Security Act. [R. 761.] The Social Security Administration Appeals Council then denied Plaintiff’s request for review, leaving the ALJ’s decision as the final decision of the Commissioner and, therefore, reviewable by the District Court under 42 U.S.C. § 405(g). Cullinan v. Berryhill, 878 F.3d 598, 603 (7th Cir. 2017). II. The ALJ’s Decision The ALJ analyzed Plaintiff’s claim in accordance with the Social Security Administration’s five-step sequential evaluation process. [R. 745-61.] The ALJ found at step one that Plaintiff had not engaged in substantial gainful activity since December 3, 2014, the alleged onset date, through December 31, 2019, the last insured date. [R. 747-48.] At step two, the ALJ concluded that Plaintiff had the following severe impairments: fibromyalgia, degenerative disc disease, diabetes mellitus, affective disorders, and anxiety disorders. [R. 748.] The ALJ concluded at step three that Plaintiff’s impairments, alone or in combination, did not meet or medically equal one of the Social Security Administration’s listings of impairments (a

“Listing”). [R. 748-50.] Before step four, the ALJ determined that Plaintiff retained the residual functional capacity (“RFC”) to perform light work with the following additional limitations: she could only stand or walk for 4 hours in an 8-hour workday; she could only occasionally climb ladders, ropes, or scaffolds and frequently climb ramps or stairs; she could frequently stoop, kneel, crouch, and crawl; she could frequently use her lower extremities for foot controls; she could not have sustained interaction with the public; and she “would have worked best in a non- collaborative setting with no hourly production quotas.” [R. 750-60.] At step four, the ALJ concluded that Plaintiff would not be able to perform her past relevant work. [R. 760.] At step five, the ALJ concluded that based upon the VE’s testimony and Plaintiff’s age, education, work experience, and RFC, Plaintiff could perform jobs existing in significant numbers in the national

economy, leading to a finding that she is not disabled under the Social Security Act. [R. 760- 61.] DISCUSSION I. Judicial Review Under the Social Security Act, a person is disabled if she is unable “to engage in any substantial gainful activity by reason of any medically determinable physical or mental impairment which can be expected to result in death or which has lasted or can be expected to last for a continuous period of not less than 12 months.” 42 U.S.C. § 423(d)(1)(A).
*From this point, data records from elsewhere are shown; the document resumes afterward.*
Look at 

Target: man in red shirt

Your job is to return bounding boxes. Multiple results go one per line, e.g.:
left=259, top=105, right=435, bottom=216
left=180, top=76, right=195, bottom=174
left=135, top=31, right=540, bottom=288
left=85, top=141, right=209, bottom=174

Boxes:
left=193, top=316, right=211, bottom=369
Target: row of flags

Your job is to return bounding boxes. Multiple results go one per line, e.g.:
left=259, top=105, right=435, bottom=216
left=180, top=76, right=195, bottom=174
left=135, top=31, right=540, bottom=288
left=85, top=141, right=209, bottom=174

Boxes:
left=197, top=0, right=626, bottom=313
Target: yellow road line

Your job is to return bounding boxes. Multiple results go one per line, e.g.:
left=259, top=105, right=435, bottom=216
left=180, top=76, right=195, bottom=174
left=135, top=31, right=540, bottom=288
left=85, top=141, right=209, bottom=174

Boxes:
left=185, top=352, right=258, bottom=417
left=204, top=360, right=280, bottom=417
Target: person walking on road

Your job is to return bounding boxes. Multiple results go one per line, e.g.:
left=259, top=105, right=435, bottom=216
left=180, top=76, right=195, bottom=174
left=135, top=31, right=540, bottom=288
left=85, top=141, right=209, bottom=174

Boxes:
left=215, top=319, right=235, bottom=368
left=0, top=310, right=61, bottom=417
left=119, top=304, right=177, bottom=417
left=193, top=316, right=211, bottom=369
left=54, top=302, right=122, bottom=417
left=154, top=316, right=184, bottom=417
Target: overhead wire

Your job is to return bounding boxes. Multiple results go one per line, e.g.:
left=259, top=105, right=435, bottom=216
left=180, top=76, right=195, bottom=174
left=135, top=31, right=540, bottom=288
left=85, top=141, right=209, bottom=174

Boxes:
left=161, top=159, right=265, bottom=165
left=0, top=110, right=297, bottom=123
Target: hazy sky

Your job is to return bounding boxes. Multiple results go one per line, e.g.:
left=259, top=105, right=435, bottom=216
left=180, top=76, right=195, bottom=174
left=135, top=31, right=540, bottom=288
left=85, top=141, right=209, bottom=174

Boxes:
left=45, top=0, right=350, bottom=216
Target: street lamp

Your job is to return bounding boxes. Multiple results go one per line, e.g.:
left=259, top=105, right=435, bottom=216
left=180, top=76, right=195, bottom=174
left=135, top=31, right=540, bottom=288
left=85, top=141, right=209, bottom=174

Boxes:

To determine disability within the meaning of the Social Security Act, the ALJ conducts a five-step inquiry, asking whether: (1) the claimant has performed any substantial gainful activity during the period for which she claims disability; (2) the claimant has a severe impairment or combination of impairments; (3) the claimant’s impairment meets or equals any listed impairment; (4) the claimant retains the RFC to perform her past relevant work; and (5) the

claimant is able to perform any other work existing in significant numbers in the national economy. 20 C.F.R. § 416.920(a). “A finding of disability requires an affirmative answer at either step three or step five.” Briscoe ex rel. Taylor v. Barnhart, 425 F.3d 345, 352 (7th Cir. 2005). “The claimant bears the burden of proof at steps one through four, after which at step five the burden shifts to the Commissioner.” Id. Judicial review of the ALJ’s decision is limited to determining whether it adequately discusses the issues and is based upon substantial evidence and the proper legal criteria. Villano v. Astrue, 556 F.3d 558, 561-62 (7th Cir. 2009). “Substantial evidence” is “such relevant evidence as a reasonable mind might accept as adequate to support a conclusion.” Biestek v. Berryhill, 139 S. Ct. 1148, 1154 (2019) (internal quotation omitted). “To determine whether

substantial evidence exists, the court reviews the record as a whole but does not attempt to substitute its judgment for the ALJ’s by reweighing the evidence, resolving material conflicts, or reconsidering facts or the credibility of witnesses.” Beardsley v. Colvin, 758 F.3d 834, 836-37 (7th Cir. 2014). While this review is deferential, “it is not intended to be a rubber-stamp” on the ALJ’s decision. Stephens v. Berryhill, 888 F.3d 323, 327 (7th Cir. 2018). The Court will reverse the ALJ’s finding “if it is not supported by substantial evidence or if it is the result of an error of law.” Id., at 327.